RDR Fuels Demand for Low-Cost Funds
European providers of exchange-traded products have noted a substantial uptick in inflows into passively managed investment products in the wake of the onset of the UK’s Retail Distribution Review (RDR) this year. Prior to the introduction of RDR, analysts noted that its introduction should result in an increased investor appetite for lower-cost passive investment products, since RDR effectively abolished commission payments from fund providers to financial advisers. The predictions, so far, have proven to be accurate.

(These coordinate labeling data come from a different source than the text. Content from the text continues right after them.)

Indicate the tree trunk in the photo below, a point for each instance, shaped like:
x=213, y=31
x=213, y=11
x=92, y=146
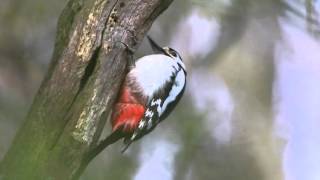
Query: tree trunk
x=88, y=65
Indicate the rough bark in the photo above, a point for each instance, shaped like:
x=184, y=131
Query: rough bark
x=86, y=71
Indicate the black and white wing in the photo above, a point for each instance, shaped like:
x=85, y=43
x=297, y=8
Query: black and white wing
x=162, y=102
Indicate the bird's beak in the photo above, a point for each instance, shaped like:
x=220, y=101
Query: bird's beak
x=155, y=47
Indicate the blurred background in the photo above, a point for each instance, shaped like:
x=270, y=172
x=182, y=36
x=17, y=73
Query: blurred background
x=251, y=108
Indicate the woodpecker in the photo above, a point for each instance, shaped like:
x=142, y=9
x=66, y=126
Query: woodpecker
x=151, y=90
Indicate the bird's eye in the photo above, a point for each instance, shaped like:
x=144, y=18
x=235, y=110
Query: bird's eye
x=173, y=53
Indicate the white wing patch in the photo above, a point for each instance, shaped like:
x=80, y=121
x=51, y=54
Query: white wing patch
x=153, y=71
x=158, y=103
x=176, y=89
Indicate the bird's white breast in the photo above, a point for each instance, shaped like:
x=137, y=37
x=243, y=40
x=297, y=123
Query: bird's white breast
x=151, y=72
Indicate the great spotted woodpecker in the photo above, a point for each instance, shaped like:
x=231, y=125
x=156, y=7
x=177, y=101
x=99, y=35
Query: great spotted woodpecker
x=151, y=90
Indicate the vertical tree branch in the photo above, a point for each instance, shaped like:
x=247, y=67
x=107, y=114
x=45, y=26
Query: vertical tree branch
x=87, y=68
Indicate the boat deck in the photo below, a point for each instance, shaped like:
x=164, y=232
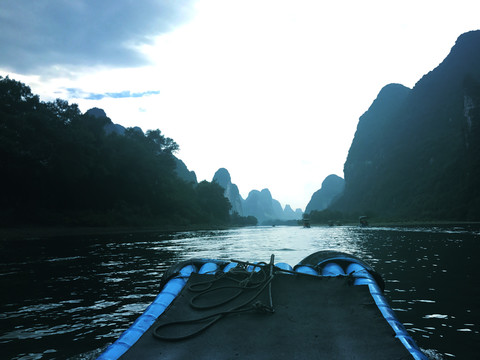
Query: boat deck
x=293, y=317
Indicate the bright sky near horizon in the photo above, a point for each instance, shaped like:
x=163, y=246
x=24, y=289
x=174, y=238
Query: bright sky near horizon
x=271, y=90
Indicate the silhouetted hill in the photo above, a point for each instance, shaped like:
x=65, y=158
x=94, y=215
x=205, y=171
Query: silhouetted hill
x=416, y=153
x=258, y=204
x=222, y=177
x=62, y=167
x=332, y=187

According to Ignites Europe, Vanguard has quickly established itself as one of the leading fund families on Cofunds, one of the UK’s largest platforms. Since reaching a distribution deal with Cofunds last year, Vanguard has quickly become the fourth most popular fund family on the platform as of the first quarter of 2013, according to data from Cofunds. According to Nick Blake, Vanguard’s head of UK retail, RDR has proven to be a significant “boom” for Vanguard’s fund business in the UK. Other passive fund providers have enjoyed similar success noting RDR as the primary cause. In a recent interview by Fundweb, Pollyanna Harper, iShares' head of UK intermediary sales, stated that “in the three months since the implementation of the RDR, we’re encouraged to see a steady increase in the amount of assets advisers are holding in ETFs through platforms.”

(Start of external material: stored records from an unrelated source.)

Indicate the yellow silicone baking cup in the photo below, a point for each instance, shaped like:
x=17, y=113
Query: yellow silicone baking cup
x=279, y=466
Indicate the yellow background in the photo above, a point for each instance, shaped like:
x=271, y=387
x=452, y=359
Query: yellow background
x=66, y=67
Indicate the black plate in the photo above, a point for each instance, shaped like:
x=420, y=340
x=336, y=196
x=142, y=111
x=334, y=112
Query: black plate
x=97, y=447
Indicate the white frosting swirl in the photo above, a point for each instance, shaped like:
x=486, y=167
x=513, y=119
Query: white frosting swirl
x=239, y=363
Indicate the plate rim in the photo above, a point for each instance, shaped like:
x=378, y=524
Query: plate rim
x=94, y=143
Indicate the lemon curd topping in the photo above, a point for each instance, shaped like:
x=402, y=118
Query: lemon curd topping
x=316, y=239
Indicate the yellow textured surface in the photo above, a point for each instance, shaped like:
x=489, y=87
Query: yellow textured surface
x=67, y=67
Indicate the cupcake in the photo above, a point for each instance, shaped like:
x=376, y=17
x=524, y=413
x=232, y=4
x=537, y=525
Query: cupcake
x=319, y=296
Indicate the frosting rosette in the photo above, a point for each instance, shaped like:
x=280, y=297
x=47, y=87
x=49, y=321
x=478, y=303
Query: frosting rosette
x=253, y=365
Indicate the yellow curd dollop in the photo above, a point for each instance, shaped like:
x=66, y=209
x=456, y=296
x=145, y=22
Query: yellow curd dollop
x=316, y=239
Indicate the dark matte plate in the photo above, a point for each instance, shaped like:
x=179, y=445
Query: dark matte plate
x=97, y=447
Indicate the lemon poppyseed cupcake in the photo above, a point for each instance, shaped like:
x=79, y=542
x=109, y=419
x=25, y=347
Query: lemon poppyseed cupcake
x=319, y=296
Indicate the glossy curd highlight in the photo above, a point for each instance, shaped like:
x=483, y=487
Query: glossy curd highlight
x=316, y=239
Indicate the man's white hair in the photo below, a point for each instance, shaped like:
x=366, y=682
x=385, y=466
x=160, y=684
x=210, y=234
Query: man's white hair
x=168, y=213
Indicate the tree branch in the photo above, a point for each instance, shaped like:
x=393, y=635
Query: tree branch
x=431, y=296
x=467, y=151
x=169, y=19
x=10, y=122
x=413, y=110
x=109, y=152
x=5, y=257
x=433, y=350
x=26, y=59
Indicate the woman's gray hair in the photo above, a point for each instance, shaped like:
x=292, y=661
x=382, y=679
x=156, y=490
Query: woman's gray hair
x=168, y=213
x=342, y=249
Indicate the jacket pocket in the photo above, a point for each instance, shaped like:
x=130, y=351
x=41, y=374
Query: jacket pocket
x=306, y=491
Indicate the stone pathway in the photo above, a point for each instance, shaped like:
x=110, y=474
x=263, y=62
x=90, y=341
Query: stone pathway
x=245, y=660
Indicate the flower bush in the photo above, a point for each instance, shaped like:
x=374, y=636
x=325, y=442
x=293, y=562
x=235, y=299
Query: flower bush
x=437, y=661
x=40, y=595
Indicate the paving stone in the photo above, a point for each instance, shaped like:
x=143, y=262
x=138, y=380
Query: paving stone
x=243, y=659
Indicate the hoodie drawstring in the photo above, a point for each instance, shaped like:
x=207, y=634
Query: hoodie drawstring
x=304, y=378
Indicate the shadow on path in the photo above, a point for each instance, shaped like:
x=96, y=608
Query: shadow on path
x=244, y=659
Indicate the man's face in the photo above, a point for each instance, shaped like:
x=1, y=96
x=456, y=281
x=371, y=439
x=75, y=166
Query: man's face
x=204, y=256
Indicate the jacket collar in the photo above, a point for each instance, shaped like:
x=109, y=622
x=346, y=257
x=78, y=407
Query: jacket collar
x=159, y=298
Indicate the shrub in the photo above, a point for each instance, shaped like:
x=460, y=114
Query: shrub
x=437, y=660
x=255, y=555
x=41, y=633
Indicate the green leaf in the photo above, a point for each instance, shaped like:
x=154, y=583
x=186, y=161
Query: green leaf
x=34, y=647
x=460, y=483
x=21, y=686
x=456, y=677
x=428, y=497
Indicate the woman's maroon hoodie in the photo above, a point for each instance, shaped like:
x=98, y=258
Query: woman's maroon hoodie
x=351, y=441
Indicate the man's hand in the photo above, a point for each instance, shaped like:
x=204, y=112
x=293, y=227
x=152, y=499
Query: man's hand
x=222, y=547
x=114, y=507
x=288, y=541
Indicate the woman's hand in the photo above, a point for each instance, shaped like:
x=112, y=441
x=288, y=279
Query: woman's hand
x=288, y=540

In related news, Morningstar released its 3rd annual Global Investor Experience report in May, a comprehensive overview of the experiences of mutual fund investors in 24 countries worldwide. The UK received a grade of B- up from its 2011 grade of C+ indicating. Overall, Morningstar’s analysts cited above-average grades in regulation and taxation as well as sales practices as the key drivers behind the improved marks. However, the UK rated below-average in the disclosure and fees categories. According to the report, “The UK received high marks for the dominance of open-architecture distribution in the market, giving most fund investors a wide array of choice. It was also noted that the Retail Distribution Review should ensure that investors have more choice across different vehicle types. The UK’s tax regime for fund investors, specifically with respect to capital gains, was also cited as being better than average. Conversely, the move from the simplified prospectus to the KIID detracted from the UK’s disclosure grade. The Morningstar report found that fees remained a relative weak spot for UK funds, but noted that this is expected to improve in the wake of the Retail Distribution Review.” Not only, therefore, is RDR poised to bolster the asset flows of passive product providers in the UK, but should also work to improve the average fund investor’s experience.

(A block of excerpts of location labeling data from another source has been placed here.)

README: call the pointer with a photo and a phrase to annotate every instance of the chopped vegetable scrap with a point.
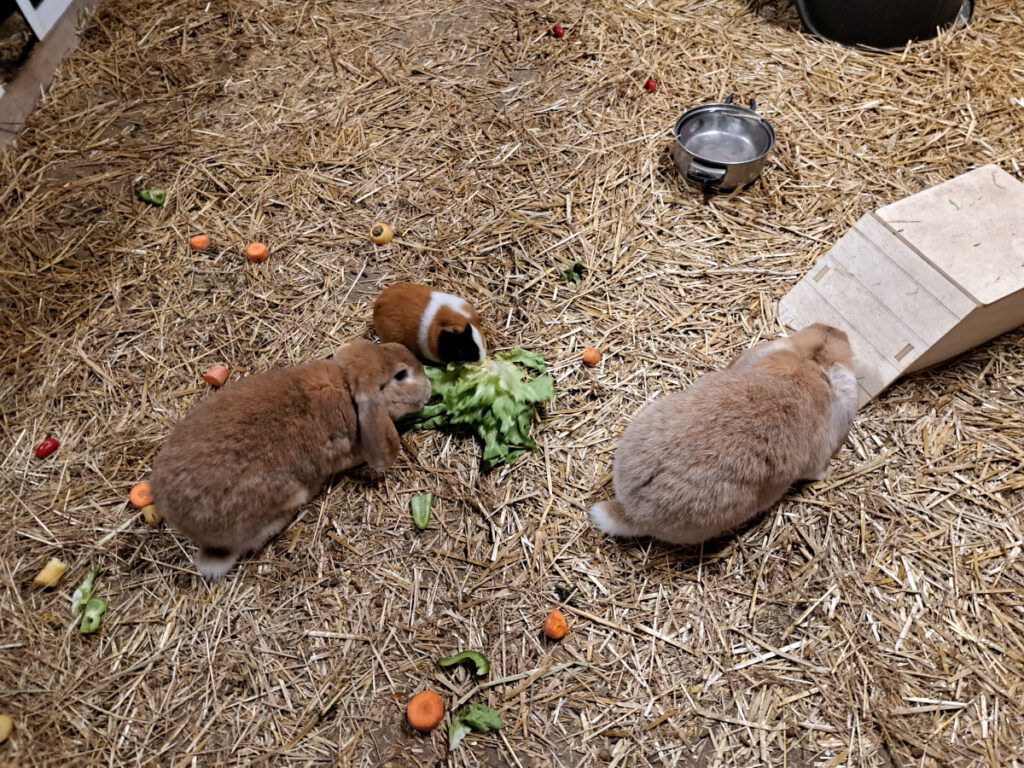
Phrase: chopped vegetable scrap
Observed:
(425, 711)
(497, 398)
(591, 356)
(476, 717)
(200, 242)
(216, 376)
(91, 608)
(381, 233)
(51, 572)
(555, 626)
(574, 272)
(92, 616)
(480, 664)
(46, 448)
(153, 197)
(257, 252)
(140, 495)
(84, 591)
(420, 506)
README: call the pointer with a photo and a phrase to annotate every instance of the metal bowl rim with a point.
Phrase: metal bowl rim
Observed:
(723, 107)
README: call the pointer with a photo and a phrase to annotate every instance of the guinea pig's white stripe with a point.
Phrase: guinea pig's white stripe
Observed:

Time For a Bit of a Makeover
As competition for asset flows continues, many European ETP providers continue to reform their product lines to better match investor interests. In particular, Lyxor has been one of the most active reformers and continued to make changes to its product lineup in May. Lyxor announced fee cuts in its FTSE 100 ETF (moving from 0.30% to 0.15%) and the S&P 500 ETF (0.20% to 0.15%). Lyxor’s fee cuts came only days after news reports surfaced, first at Investment Week, that UK fund buyers were disgruntled with iShares’ pricing on similar funds. For example, the iShares S&P 500 ETF charges a total expense ratio of 40 basis points compared to the Vanguard equivalent, which charges only 9 basis points. Meanwhile, Lyxor continued its push to expand its lineup of physical replication funds launching four new physical ETPs in early May.
The decisions made by European ETP providers to cut fees and offer physically replicated funds mirrors investor interests as expressed in Morningstar’s latest investor survey. In the May 2013 Morningstar UK ETF Survey, an overwhelming 85% of respondents indicated that they favour physically-replicated funds over synthetic-replication funds. Moreover, 91% of respondents cite ETFs’ low costs as being either a “very important” or “important” attribute in their investment decision-making process. With this data as context, therefore, it appears that European ETP providers are continuing to adapt their product lines to better align with investors’ preferences.